Par une décision en date du 22 septembre 2017, le Conseil d’État rejette la requête en annulation formée par un Général de corps d’armée de deuxième section contre le décret prononçant sa radiation des cadres.

Le requérant s’était vu infliger cette sanction pour manquement aux obligations de loyauté et de réserve. Lors d’une manifestation anti-migrants à Calais, pourtant interdite par arrêté préfectoral, le militaire a pris publiquement la parole devant la presse pour critiquer de manière virulente l’action des pouvoirs publics, notamment la décision d’interdire la manifestation et l’action des forces de l’ordre, en se prévalant de sa qualité d’officier général et des responsabilités qu’il a exercées dans l’armée.

Les manquements fondant la décision contestée ne font pas de doute. Les obligations de réserve et de loyauté sont particulièrement renforcées s’agissant des militaires. Sans imposer une obligation absolue de se taire, puisque l’article L. 4121-2 du code de la défense dispose que les « militaires jouissent de tous les droits ou croyances, notamment philosophiques, religieuses ou politiques » elles ne peuvent toutefois être exprimées qu’en dehors du service et avec la réserve exigée par l’état militaire. Or, le requérant, Général de corps d’armée de deuxième section des officiers généraux, qui n’était plus en activité, mais toujours à la disposition du Ministre de la défense, demeurait soumis à ces obligations.

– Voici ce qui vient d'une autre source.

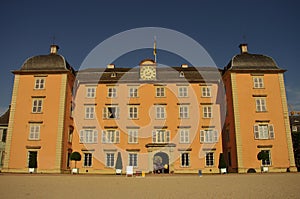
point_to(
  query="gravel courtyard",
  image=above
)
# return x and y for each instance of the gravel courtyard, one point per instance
(283, 185)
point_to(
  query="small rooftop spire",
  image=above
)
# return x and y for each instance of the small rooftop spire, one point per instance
(53, 49)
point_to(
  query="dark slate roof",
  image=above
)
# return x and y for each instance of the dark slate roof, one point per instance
(163, 74)
(4, 119)
(51, 62)
(247, 61)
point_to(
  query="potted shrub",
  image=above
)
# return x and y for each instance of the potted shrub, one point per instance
(119, 164)
(222, 164)
(32, 164)
(263, 156)
(75, 156)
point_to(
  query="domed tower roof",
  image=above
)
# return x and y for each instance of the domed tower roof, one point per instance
(248, 61)
(50, 62)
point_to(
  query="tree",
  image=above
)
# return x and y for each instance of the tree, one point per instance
(222, 162)
(119, 164)
(75, 156)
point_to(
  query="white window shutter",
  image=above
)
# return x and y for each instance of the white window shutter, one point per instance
(95, 136)
(256, 131)
(153, 136)
(202, 136)
(167, 136)
(81, 137)
(103, 137)
(271, 131)
(117, 136)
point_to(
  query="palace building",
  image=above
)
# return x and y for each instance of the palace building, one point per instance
(179, 119)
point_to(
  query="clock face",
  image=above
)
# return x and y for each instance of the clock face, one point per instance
(148, 73)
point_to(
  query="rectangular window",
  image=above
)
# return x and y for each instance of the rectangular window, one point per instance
(261, 104)
(160, 112)
(183, 91)
(133, 136)
(185, 160)
(111, 92)
(133, 92)
(183, 111)
(160, 136)
(111, 136)
(110, 159)
(34, 132)
(206, 91)
(89, 136)
(37, 105)
(111, 112)
(207, 111)
(209, 136)
(133, 159)
(264, 131)
(258, 82)
(4, 134)
(87, 162)
(160, 91)
(133, 112)
(39, 83)
(209, 159)
(90, 92)
(184, 136)
(89, 112)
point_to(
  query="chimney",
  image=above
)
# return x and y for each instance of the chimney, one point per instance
(53, 49)
(243, 48)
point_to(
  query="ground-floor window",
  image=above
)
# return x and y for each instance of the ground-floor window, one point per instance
(133, 159)
(87, 160)
(209, 159)
(185, 159)
(110, 159)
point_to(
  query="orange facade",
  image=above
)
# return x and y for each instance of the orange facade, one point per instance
(159, 119)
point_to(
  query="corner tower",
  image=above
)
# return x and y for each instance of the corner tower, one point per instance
(40, 121)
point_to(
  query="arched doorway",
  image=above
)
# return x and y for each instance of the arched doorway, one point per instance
(161, 163)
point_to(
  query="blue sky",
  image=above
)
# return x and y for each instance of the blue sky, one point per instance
(269, 27)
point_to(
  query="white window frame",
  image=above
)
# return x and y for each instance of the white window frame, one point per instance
(185, 159)
(161, 136)
(183, 91)
(110, 136)
(261, 104)
(87, 159)
(133, 92)
(133, 159)
(184, 111)
(89, 112)
(34, 132)
(209, 159)
(184, 136)
(160, 91)
(264, 131)
(133, 135)
(209, 136)
(88, 136)
(90, 92)
(110, 159)
(207, 111)
(111, 92)
(206, 91)
(133, 112)
(39, 83)
(37, 105)
(258, 82)
(160, 112)
(107, 112)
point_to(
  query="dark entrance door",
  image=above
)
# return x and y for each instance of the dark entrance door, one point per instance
(161, 163)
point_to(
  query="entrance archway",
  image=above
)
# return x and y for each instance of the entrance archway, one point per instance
(161, 163)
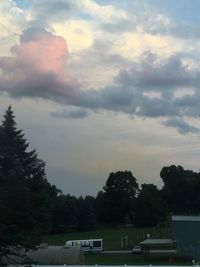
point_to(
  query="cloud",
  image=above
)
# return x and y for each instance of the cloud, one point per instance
(181, 126)
(74, 114)
(153, 73)
(37, 67)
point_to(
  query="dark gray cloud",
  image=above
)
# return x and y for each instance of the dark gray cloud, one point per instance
(74, 114)
(34, 71)
(154, 74)
(181, 126)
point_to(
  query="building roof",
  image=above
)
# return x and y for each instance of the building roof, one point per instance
(156, 241)
(186, 218)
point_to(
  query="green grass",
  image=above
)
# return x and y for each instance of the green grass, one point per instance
(111, 236)
(130, 259)
(112, 241)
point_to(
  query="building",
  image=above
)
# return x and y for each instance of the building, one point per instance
(186, 232)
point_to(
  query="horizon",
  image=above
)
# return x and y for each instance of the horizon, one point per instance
(102, 86)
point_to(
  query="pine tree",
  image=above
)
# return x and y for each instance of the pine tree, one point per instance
(26, 198)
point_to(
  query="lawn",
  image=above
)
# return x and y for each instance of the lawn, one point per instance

Si les militaires ne sont pas des fonctionnaires comme les autres, le juge administratif apprécie néanmoins les manquements au devoir de réserve et à l’exigence de loyauté avec les mêmes critères que ceux dont il use à l’égard de ceux qui sont soumis au statut général de 1983. Ainsi, le Conseil d’État a t-il pris en compte la nature des fonctions occupées, la position hiérarchique de l’agent, la teneur des propos ainsi que la publicité qui en est faite (voir par exemple : CE 23 avril 2009, Guigue, req. n° 316862, AJDA 2009. 1373, concl. I. de Silva ; CE 24 septembre 2010, Girot de Langlade, req. n° 333708, AJDA 2010. 1801).

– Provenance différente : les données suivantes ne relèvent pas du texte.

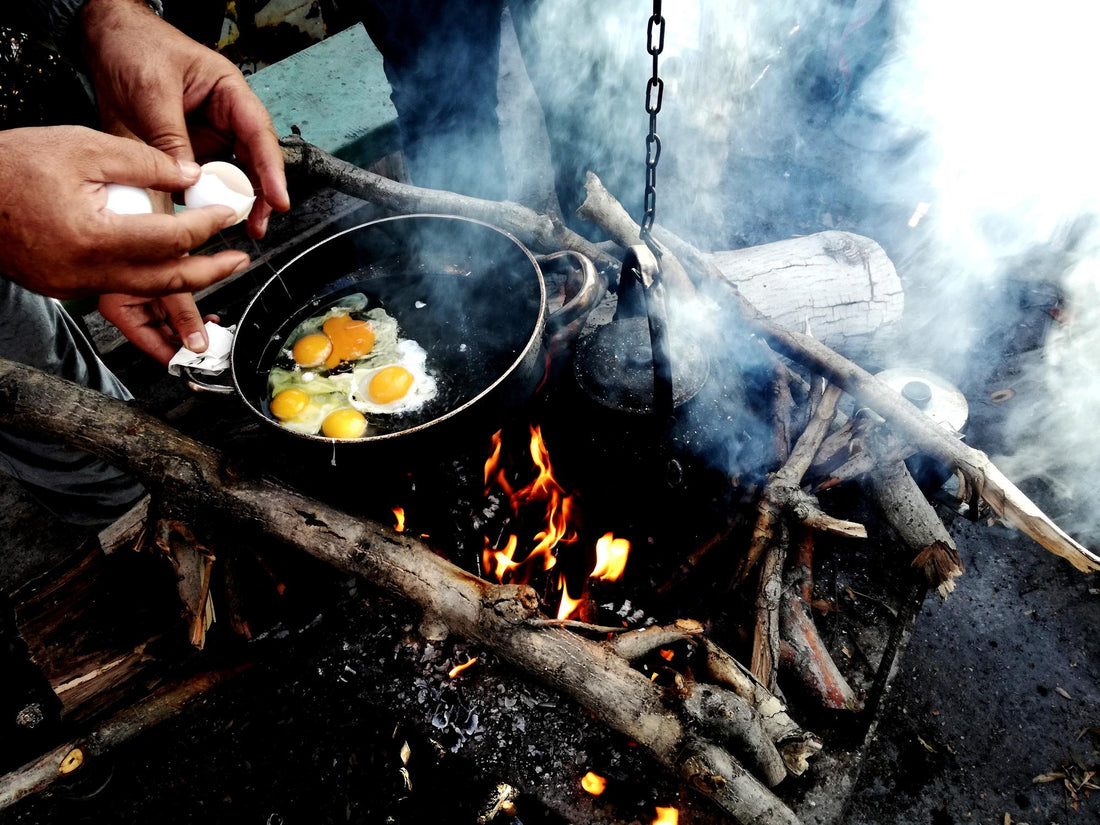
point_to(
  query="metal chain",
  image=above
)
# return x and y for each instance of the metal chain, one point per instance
(655, 92)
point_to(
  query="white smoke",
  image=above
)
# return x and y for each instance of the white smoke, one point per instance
(959, 135)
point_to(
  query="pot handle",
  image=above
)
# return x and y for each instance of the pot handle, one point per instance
(565, 323)
(200, 386)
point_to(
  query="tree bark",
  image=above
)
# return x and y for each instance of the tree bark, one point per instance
(195, 479)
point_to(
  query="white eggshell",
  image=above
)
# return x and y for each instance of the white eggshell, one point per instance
(123, 199)
(221, 184)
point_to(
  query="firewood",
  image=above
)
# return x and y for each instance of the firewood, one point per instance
(540, 232)
(194, 565)
(795, 745)
(73, 755)
(982, 476)
(915, 521)
(806, 655)
(844, 285)
(194, 477)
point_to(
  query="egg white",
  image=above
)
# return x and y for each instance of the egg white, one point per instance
(330, 391)
(408, 354)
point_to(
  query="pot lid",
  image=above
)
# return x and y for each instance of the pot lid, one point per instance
(933, 395)
(614, 366)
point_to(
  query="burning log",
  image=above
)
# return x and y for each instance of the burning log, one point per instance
(916, 524)
(843, 285)
(980, 474)
(805, 652)
(196, 480)
(54, 766)
(796, 746)
(537, 231)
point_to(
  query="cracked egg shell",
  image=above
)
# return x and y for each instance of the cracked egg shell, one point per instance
(221, 184)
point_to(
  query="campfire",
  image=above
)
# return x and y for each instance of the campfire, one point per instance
(692, 635)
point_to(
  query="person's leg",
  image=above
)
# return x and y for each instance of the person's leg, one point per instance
(441, 58)
(78, 487)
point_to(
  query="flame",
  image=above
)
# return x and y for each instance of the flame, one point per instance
(459, 668)
(568, 604)
(593, 783)
(499, 562)
(542, 490)
(611, 558)
(559, 505)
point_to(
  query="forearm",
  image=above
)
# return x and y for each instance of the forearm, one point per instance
(59, 21)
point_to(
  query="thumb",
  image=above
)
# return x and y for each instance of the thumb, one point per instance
(131, 162)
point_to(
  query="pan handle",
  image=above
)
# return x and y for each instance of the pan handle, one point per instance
(200, 386)
(565, 323)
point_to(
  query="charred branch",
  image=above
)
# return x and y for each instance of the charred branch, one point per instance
(193, 476)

En l’espèce, la faute était bien constituée. Le Général occupait un rang élevé dans la hiérarchie militaire et connaissait le retentissement médiatique de cette manifestation, et par conséquent celui de sa prise de parole. La circonstance que celui-ci n’était pas en service, qu’il portait une tenue civile et que ses propos n’étaient pas injurieux n’est pas de nature à remettre en cause la qualification de faute. La sanction de la radiation, au demeurant la seule prévue par l’article L. 4137-2 du code de la défense s’agissant d’un officier général de la deuxième section qui n’exerce plus d’activité militaire, est donc proportionnée.

Enfin, c’est en toute logique que le Conseil d’État rejette le moyen tiré de l’atteinte au droit à la liberté d’expression garanti par l’article 10 de la convention européenne de sauvegarde des droits de l’homme. Les juges français et européens avaient déjà pu rappeler que l’article 10 de la convention n’interdit pas les ingérences proportionnées à ce droit à l’égard des fonctionnaires (CE 19 mai 2004, Matelly, req. n° 245107 ; CEDH 15 septembre 2009, Matelly c/ France, req. n° 30330/04, AJDA 2009. 2484).